Malgré de rares prises de conscience de l’intérêt de développer les analyses sur une grande échelle afin de cerner les provenances des matériaux (Müller 1922)7, il fallut attendre les années 1930 pour que débutent les premiers travaux d’identifications pétrographiques d’envergure en Grande-Bretagne. Le but en était, non plus de déterminer la nature de la roche employée pour tel objet, mais d’identifier (selon le sens donné in Giot 1965) sur la base d’analyses microscopiques de lames minces, des groupes de matériaux qui puissent être rapprochés des affleurements de matière première connus. Avec plus de 7600 lames de hache analysées en lames minces, ce travail toujours en cours a généré de nombreuses études (cf. Grimes 1979, pour un historique des recherches ; Clough et Cummins ed. 1979 et 1988 ; Campbell-Smith 1965). La répartition spatiale des 34 groupes pétrographiques de roches tenaces identifiées a permis, pour plus de 25 d’entre eux, de préciser avec plus ou moins de finesse leur origine géographique (Clough 1988). De même, dans les années 1930-40 se sont développés les premiers travaux en Scandinavie, par exemple sur les lames polies en ardoise verte d’Olonetz, diffusées en Baltique orientale et en Finlande, ou sur les productions de l’île de Bömlo au sud-ouest de la Norvège (Clark 1955, chap. X). Sous l’impulsion anglo-saxonne, le préhistorien P.-R. Giot et le géologue J. Cogné ont développé en Bretagne à partir des années 1950 le même travail systématique inscrit dans la longue durée : détermination pétrographique en lames minces et parfois, pour les pyroxénites, diffractométrie aux rayons X sur poudre ; identifications de groupes de roche ; étude de leur répartition spatiale (cf. Le Roux 1990 et 1999 pour un historique des recherches). Reprise par Charles-Tanguy Le Roux dans les années 1960, cette enquête, élargie à l’ensemble de l’ouest de la France (plus de 5000 artefacts analysés en 1990), a eu comme résultat marquant la mise en évidence de la grande diffusion des lames polies en métadolérites (groupe A) dans toute la Bretagne et au-delà, en particulier dans le bassin inférieur de la Loire (Le Roux et Cordier 1974 ; Le Roux, Despriée et Leymarios 1980 ; Le Roux et Richard 1991 ; Le Roux 1999).

De nouvelles investigations de plus ou moins grande envergure n’ont été entreprises que dans la deuxième moitié des années 1970. Les régions étudiées sont alors plus nombreuses : mentionnons les travaux de Corrie Bakels sur les herminettes danubiennes de Hollande et d’Allemagne (Bakels et Arps 1979) et de la vallée de l’Aisne (Plateaux 1990), de Jean-Paul Caspar en Belgique sur des outils similaires (Caspar 1984), de Danielle Santallier et Dominique Vuaillat dans le Limousin (Santallier, Tardiveau et Vuaillat 1986 ; Vuaillat, Santallier et alii 1995), les recherches d’Inge Diethelm dès le début des années 1980 sur les dites aphanites, ou roches noires, diffusées des Vosges au lac de Constance (Diethelm 1989).

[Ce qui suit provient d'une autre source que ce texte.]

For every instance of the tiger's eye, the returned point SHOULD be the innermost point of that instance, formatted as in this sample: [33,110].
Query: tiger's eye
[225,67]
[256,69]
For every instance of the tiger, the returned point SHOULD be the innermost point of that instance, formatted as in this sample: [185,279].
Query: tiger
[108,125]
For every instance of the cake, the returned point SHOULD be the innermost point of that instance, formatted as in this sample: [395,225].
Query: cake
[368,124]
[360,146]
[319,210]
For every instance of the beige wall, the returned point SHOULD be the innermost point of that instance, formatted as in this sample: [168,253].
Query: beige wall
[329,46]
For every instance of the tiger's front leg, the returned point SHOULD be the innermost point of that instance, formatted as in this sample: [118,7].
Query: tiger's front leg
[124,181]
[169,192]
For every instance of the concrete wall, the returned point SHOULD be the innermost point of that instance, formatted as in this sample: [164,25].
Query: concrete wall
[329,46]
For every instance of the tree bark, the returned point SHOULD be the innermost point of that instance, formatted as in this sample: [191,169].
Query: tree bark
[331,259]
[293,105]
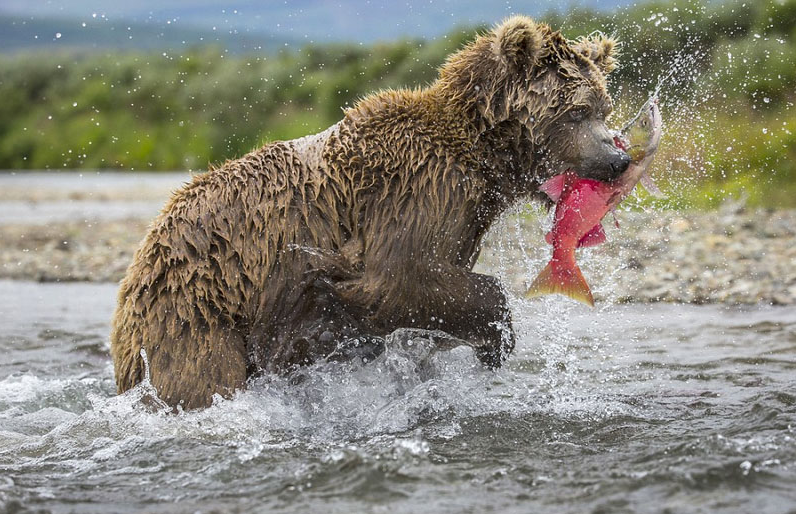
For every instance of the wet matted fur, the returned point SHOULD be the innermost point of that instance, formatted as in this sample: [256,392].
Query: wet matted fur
[273,259]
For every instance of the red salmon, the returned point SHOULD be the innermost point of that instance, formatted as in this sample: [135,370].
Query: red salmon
[582,203]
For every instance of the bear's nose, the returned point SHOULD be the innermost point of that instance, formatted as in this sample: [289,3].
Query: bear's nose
[619,162]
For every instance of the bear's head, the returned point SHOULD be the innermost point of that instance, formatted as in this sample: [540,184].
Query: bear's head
[524,72]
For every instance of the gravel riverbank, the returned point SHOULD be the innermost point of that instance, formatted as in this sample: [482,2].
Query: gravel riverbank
[734,255]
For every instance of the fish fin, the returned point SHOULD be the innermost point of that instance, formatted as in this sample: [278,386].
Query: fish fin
[650,186]
[593,237]
[568,282]
[554,187]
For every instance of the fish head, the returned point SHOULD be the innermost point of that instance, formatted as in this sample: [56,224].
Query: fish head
[640,138]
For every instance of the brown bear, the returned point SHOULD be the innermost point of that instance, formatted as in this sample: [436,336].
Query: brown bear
[315,248]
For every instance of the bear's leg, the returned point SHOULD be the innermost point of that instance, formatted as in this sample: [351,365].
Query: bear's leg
[469,306]
[197,364]
[315,324]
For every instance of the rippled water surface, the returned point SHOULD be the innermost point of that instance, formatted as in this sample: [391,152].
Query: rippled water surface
[623,409]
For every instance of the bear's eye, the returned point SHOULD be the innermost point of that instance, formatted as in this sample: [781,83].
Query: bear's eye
[579,114]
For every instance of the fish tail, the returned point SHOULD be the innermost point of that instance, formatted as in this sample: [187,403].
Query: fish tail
[568,281]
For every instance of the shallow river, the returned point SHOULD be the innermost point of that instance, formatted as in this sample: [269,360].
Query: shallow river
[624,409]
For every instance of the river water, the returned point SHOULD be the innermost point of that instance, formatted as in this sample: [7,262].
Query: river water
[640,408]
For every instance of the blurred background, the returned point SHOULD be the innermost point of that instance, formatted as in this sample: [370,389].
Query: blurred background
[108,106]
[148,86]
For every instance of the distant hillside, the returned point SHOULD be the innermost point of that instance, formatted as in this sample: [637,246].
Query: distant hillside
[150,24]
[66,34]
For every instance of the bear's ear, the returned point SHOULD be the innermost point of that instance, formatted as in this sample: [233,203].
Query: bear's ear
[518,38]
[600,50]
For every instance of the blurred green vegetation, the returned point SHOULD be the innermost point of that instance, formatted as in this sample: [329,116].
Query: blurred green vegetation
[728,104]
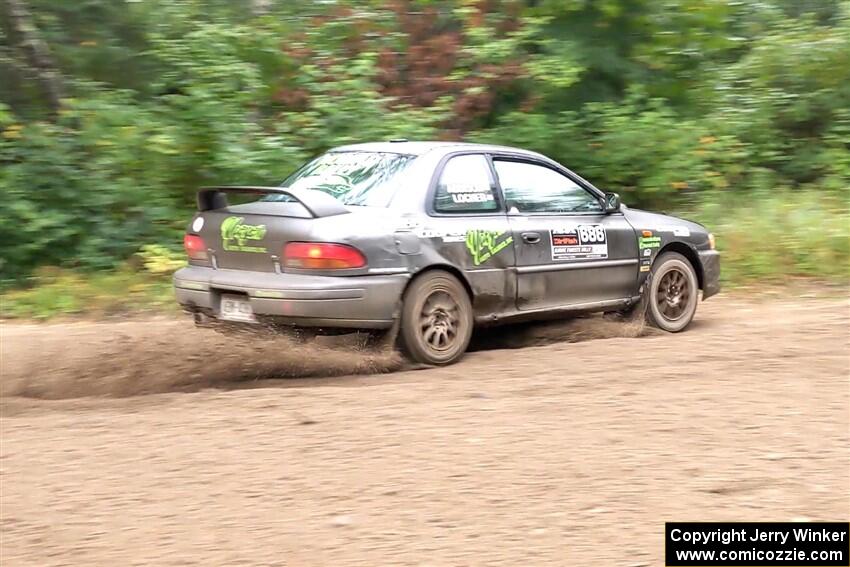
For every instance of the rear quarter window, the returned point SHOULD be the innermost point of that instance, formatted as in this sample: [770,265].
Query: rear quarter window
[465,186]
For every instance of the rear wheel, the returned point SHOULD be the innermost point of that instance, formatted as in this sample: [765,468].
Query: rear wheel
[673,293]
[436,319]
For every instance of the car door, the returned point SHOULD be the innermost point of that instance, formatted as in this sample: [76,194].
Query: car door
[468,228]
[569,252]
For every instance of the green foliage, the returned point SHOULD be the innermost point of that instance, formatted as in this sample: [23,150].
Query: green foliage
[668,103]
[779,235]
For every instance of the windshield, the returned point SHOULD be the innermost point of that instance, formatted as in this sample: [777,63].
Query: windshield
[354,178]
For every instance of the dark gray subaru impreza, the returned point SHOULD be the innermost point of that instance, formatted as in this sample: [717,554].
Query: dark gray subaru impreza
[431,239]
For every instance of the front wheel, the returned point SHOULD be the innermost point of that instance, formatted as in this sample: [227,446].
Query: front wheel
[436,319]
[673,293]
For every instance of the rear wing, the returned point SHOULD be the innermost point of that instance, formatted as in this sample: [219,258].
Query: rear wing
[317,203]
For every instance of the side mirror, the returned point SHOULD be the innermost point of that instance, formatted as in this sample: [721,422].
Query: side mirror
[611,203]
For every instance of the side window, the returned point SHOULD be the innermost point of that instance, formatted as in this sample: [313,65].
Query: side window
[533,188]
[464,186]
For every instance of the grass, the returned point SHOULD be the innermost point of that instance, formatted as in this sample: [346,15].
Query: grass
[769,239]
[783,235]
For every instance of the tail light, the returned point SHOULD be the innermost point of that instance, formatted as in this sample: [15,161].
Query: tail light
[322,256]
[195,247]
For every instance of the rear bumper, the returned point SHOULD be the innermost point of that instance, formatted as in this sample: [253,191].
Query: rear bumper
[357,302]
[710,261]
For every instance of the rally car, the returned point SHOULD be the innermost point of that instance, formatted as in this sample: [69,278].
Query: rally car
[430,239]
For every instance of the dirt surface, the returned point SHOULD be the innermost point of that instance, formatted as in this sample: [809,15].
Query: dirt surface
[571,451]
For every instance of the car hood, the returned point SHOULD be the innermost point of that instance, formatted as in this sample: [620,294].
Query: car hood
[646,220]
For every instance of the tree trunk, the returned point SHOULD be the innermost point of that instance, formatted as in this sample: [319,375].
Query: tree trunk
[36,52]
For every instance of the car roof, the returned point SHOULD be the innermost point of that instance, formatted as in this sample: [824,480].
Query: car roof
[419,148]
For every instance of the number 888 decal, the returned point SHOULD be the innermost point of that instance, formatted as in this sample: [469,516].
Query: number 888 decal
[591,234]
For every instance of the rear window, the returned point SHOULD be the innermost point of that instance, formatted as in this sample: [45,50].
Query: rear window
[354,178]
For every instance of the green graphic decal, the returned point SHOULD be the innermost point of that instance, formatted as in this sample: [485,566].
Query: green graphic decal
[484,244]
[649,242]
[235,233]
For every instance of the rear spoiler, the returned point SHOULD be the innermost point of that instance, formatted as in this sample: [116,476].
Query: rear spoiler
[317,203]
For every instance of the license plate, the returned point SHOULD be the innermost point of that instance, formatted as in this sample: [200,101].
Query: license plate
[237,308]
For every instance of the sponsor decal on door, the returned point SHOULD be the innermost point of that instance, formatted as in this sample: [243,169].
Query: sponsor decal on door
[584,242]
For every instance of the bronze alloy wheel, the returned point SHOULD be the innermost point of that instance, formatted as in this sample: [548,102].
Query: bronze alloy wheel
[673,293]
[436,322]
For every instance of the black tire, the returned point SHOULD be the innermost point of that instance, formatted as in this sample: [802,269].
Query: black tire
[436,319]
[672,293]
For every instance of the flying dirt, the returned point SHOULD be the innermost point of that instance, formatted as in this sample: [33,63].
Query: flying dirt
[163,355]
[154,443]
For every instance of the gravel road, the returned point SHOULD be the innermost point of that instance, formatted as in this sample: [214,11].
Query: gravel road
[573,450]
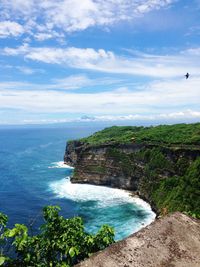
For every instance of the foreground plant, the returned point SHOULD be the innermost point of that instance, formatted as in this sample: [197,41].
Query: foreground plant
[60,243]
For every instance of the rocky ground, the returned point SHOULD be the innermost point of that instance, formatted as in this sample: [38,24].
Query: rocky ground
[171,241]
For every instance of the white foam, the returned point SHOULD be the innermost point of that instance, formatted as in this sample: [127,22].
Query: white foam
[105,196]
[59,165]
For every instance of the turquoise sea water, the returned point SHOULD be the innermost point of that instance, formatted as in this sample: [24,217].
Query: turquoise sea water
[32,175]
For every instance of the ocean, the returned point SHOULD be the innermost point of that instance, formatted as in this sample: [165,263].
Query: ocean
[32,175]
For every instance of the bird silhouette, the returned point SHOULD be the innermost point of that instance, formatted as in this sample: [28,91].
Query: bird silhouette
[187,75]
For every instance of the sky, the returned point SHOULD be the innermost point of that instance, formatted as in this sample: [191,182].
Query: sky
[99,60]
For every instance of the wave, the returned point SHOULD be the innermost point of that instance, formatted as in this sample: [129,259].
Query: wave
[104,196]
[104,205]
[59,165]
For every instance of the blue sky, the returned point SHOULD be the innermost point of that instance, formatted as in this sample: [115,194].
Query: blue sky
[98,60]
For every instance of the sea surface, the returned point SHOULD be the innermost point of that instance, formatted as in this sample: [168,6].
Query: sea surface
[32,175]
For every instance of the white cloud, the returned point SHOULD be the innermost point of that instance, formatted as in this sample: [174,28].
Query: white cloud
[10,28]
[157,66]
[42,17]
[156,97]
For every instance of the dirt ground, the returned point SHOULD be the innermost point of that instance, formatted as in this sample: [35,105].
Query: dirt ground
[171,241]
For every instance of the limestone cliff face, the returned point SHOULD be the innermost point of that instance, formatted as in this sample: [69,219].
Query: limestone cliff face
[134,167]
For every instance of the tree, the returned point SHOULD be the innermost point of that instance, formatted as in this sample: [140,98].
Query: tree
[61,242]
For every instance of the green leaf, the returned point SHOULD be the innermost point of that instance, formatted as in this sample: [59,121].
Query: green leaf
[72,252]
[2,260]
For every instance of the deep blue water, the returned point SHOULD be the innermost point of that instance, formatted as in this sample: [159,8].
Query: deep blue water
[32,175]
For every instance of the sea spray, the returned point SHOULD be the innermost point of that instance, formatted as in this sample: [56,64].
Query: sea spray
[104,205]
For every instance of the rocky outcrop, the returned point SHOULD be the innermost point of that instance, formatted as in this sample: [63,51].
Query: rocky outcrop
[172,241]
[135,167]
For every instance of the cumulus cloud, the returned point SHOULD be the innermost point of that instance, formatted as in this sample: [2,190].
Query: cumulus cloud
[44,17]
[156,97]
[10,29]
[157,66]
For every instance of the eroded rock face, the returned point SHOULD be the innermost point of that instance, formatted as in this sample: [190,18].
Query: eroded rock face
[172,241]
[127,166]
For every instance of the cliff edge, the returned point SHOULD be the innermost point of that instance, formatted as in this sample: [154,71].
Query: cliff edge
[172,241]
[160,164]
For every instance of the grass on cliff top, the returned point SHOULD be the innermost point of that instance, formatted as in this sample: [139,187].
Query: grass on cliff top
[186,134]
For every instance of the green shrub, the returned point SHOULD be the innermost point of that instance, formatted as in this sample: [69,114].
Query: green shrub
[61,242]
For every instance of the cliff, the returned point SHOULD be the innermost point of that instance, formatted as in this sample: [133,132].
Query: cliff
[165,173]
[173,240]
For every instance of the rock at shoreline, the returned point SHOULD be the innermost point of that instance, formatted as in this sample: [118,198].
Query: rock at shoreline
[172,241]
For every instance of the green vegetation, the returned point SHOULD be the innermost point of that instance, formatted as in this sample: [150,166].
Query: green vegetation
[96,169]
[184,134]
[176,192]
[121,160]
[180,192]
[60,243]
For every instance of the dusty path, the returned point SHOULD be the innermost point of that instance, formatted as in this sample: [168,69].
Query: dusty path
[172,241]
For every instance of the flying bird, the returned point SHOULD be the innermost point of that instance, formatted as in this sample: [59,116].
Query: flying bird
[187,75]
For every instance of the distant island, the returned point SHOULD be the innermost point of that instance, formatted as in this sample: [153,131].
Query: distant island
[161,164]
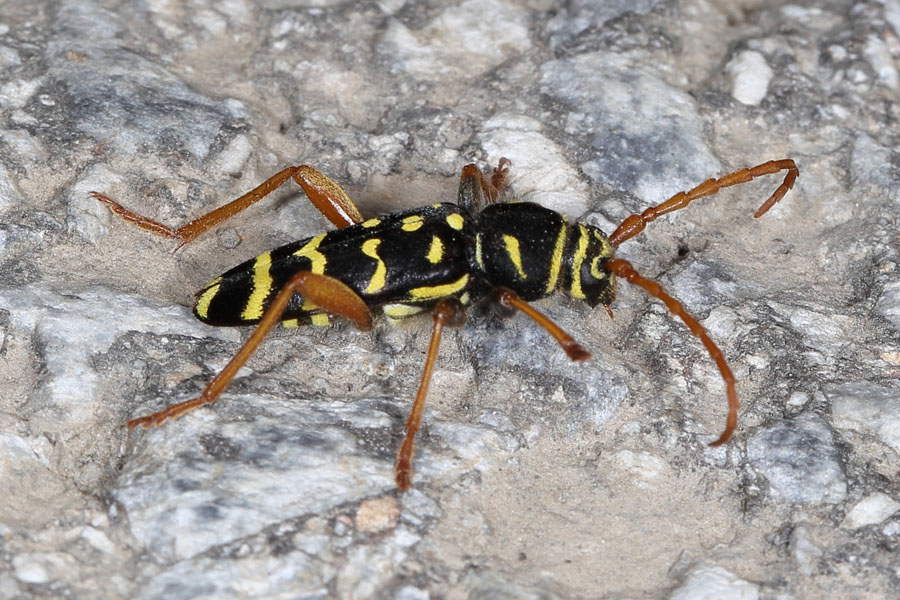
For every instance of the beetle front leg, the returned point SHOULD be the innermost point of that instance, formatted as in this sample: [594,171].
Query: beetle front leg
[634,224]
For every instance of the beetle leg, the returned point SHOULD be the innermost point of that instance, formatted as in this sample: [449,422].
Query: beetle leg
[634,224]
[507,300]
[448,313]
[326,195]
[475,191]
[622,268]
[326,292]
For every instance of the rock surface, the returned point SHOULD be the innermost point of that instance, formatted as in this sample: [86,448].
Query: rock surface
[534,477]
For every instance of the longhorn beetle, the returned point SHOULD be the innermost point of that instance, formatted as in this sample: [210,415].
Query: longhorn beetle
[441,259]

De même en Suède (Welinder et Griffin 1984), en Bulgarie (plus de 900 lames polies analysées ; Kunchev 1986), en Espagne (Barrera Morate, Martinez Navarrete et alii 1987), en Italie méridionale (Leighton et Dixon 1992), pour ne donner que quelques exemples, se développent les connaissances sur les matériaux utilisés pour façonner les lames de hache.

Notes
7.

Dans ce court article, Hyppolite Müller posa avec une vraie clairvoyance une méthode de travail rigoureuse : «Il serait pourtant très utile de rechercher une base de classement plus sérieuse [que les identifications à l’oeil nu ou les méthodes chimiques de Damour]. Il y a d’autres moyens pour arriver au but proposé : 1° établir un échantillonnage bien précis des types de roches de haches [...] ; 2° Rechercher les roches à haches, dans leurs gisements, dans les alluvions de toutes les époques, et dans les dépôts morainiques ; 3° Polir une face de ces échantillons et procéder sur ceux-ci à des analyses de densité et de dureté.» (Müller 1922). A notre connaissance, cet appel lancé aux participants du quatrième Congrès de Rhodania est resté sans effet.